DeepSeek-AI introduces DeepSeek-R1-Zero and DeepSeek-R1, two reasoning-focused large language models (LLMs) developed using reinforcement learning (RL). DeepSeek-R1-Zero was trained purely with RL, while DeepSeek-R1 incorporates cold-start fine-tuning and multi-stage training to improve readability and reasoning performance.

Key Contributions
1. Reinforcement Learning-Driven Reasoning
- DeepSeek-R1-Zero is trained via large-scale RL without supervised fine-tuning (SFT).
- Achieves competitive reasoning performance but struggles with readability and language mixing.
- DeepSeek-R1 integrates cold-start data and supervised fine-tuning (SFT) to address these issues.
2. Benchmark Performance
DeepSeek-R1 achieves state-of-the-art results on reasoning-heavy tasks:
- Math: 97.3% on MATH-500 (better than OpenAI-o1-1217).

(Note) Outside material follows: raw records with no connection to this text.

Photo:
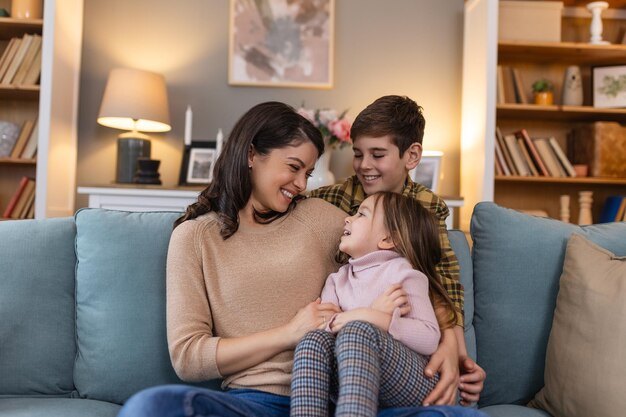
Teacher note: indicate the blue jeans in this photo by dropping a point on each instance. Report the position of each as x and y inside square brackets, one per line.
[188, 401]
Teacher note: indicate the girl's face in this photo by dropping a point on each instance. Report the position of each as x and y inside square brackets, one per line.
[365, 232]
[279, 176]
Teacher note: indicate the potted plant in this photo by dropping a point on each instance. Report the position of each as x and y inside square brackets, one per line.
[543, 91]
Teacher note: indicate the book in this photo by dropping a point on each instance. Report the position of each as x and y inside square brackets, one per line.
[10, 53]
[516, 155]
[30, 56]
[541, 168]
[527, 158]
[548, 157]
[501, 161]
[23, 199]
[569, 169]
[17, 59]
[27, 128]
[505, 152]
[611, 208]
[9, 132]
[520, 90]
[30, 149]
[16, 195]
[33, 73]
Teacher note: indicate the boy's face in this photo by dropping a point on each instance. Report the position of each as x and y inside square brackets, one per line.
[378, 165]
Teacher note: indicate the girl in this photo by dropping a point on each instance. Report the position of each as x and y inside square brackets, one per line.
[384, 334]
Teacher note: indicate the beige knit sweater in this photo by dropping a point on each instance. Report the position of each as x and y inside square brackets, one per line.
[256, 280]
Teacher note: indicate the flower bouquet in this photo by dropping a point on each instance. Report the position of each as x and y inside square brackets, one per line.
[335, 128]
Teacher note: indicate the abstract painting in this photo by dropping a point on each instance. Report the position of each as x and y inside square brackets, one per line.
[281, 43]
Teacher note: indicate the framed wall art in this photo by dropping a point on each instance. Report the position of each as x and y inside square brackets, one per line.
[609, 86]
[280, 43]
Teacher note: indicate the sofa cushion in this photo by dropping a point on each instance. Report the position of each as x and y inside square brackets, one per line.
[37, 346]
[56, 407]
[462, 251]
[517, 261]
[586, 357]
[120, 296]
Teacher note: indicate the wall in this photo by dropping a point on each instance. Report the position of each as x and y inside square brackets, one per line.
[408, 47]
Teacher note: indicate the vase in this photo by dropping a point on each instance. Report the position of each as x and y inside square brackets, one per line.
[572, 87]
[321, 173]
[544, 98]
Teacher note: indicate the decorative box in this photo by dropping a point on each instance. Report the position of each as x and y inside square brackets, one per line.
[538, 21]
[602, 146]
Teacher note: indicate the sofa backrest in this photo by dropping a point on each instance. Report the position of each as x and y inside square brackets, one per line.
[518, 260]
[37, 348]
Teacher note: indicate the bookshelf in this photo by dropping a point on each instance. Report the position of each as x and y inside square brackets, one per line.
[534, 60]
[54, 167]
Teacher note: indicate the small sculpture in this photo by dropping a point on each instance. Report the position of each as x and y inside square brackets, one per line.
[564, 208]
[596, 8]
[585, 199]
[572, 87]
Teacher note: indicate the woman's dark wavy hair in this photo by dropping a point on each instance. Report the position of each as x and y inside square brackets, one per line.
[265, 127]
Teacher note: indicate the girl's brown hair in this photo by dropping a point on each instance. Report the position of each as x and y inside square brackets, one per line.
[415, 235]
[265, 127]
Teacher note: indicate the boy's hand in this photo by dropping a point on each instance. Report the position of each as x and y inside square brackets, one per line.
[445, 361]
[472, 381]
[393, 297]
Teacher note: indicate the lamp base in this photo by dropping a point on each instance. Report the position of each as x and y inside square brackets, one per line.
[128, 150]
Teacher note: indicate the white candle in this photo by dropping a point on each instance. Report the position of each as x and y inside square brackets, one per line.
[219, 141]
[188, 117]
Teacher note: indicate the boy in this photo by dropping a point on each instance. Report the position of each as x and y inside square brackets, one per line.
[387, 143]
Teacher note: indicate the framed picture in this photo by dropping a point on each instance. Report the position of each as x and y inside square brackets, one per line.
[609, 86]
[428, 170]
[278, 43]
[197, 163]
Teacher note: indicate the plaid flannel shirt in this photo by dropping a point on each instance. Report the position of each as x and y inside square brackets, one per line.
[349, 195]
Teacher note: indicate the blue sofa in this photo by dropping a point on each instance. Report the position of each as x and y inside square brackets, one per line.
[82, 307]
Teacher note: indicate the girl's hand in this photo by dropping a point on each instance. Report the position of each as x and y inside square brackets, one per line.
[445, 361]
[393, 297]
[472, 381]
[313, 316]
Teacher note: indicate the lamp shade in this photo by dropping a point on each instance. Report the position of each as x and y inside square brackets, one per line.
[135, 100]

- Coding: 96.3% percentile on Codeforces.
- General knowledge: 90.8% on MMLU, surpassing many open-source models.
3. Model Distillation for Smaller Models
- Knowledge from DeepSeek-R1 is distilled into smaller models (1.5B to 70B parameters).
- Distilled 32B & 70B models outperform QwQ-32B-Preview and set new records among dense models.
Training Approach
1. DeepSeek-R1-Zero (Pure RL)
- No SFT used.
- Exhibits emergent reasoning behaviors.
- Poor readability & language consistency.
2. DeepSeek-R1 (Cold-Start + RL)
- Cold-start fine-tuning with curated data.
- Reinforcement learning for reasoning improvement.
- Supervised fine-tuning with diverse datasets.
- Final RL tuning for alignment with human preferences.
3. Distillation to Smaller Models
- Fine-tuning smaller models (Qwen, Llama series) with 800K reasoning samples.
Findings & Limitations
- RL alone is insufficient for smaller models—distillation works better.
- Challenges in software engineering tasks due to RL inefficiencies.
- Prompt sensitivity: Few-shot prompts degrade performance.
- Multilingual limitations: Language mixing issues persist beyond English & Chinese.
Future Directions
- Improve general capabilities like function calling and role-playing.
- Enhance language consistency across multiple languages.
- Optimize reinforcement learning for software engineering tasks.